4.9. Statistical Analysis

To analyse how the variation between and within individual sponges contributed to the overall variation for each macromolecule separately, the data were fit to a linear mixed effects model using the nlme package [55] in R [56].

The amount of macromolecule (g/gDW) was the response variable and Sponge ID (individual) was the random effect. The among-individual variance was divided by the total variance and expressed as the percentage of the overall variability that was due to variation between individuals. To address whether this between-individual variation was significant, we used a likelihood ratio x2 test to compare two models: one with the random effect and one without the random effect.

5. Conclusions

As a prerequisite for a systems scale investigation of the metabolic processes responsible for sponge biomass production, we analysed the composition and abundance of the macro-components of A. queenslandica.

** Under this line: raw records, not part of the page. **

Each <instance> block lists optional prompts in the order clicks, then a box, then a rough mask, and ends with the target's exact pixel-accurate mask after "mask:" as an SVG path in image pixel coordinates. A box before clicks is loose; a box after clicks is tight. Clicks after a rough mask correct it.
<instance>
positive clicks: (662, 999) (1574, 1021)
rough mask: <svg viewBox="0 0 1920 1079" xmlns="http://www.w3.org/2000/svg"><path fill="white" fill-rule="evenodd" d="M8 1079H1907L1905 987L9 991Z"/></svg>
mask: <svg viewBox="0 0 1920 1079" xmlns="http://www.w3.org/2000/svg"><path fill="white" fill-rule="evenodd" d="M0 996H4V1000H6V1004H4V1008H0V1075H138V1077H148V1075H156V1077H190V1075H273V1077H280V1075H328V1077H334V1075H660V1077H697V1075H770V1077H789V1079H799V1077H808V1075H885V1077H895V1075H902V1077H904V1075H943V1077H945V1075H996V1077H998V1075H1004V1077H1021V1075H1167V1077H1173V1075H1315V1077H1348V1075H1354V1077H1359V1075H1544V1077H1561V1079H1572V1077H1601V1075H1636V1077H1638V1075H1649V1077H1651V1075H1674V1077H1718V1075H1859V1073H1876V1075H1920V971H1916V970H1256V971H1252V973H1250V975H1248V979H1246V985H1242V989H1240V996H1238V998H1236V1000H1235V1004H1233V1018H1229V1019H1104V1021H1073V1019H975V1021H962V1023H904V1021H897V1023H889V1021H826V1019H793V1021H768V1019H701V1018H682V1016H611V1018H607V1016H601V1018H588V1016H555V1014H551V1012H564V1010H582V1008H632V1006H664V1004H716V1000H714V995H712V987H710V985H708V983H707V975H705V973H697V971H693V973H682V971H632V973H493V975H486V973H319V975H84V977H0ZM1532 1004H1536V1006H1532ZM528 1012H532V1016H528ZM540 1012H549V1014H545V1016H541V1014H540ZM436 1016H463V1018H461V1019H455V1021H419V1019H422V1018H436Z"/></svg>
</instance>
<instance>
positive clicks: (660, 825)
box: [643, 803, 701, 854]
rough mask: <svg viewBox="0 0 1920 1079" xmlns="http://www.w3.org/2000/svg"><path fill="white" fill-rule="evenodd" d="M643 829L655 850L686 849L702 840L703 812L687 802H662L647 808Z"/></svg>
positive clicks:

We found the composition to be within the reported ranges for other tropical marine sponges and that there is significant variation in the composition at the population level and notable variation within the biomass of an individual sponge. The skeleton was the most abundant component of the overall biomass, while lipids and protein were the most abundant macromolecules. Further analysis of the fatty acid and amino acids was undertaken. The FAME analysis revealed a diverse and complex fatty acid composition. The composition of the sterols revealed that brassicasterol and an unknown sterol had a higher mean abundance than cholesterol. There was a distinct difference in amino acid composition between the soluble, cellular fraction and the insoluble skeletal component. This highlights the different protein products of metabolism that share the same pool of precursor molecules. This complete analysis of the biochemical composition of A. queenslandica provides baseline information that complements the extensive genomic resources available for A. queenslandica, a key species for understanding sponge biochemistry and metabolism.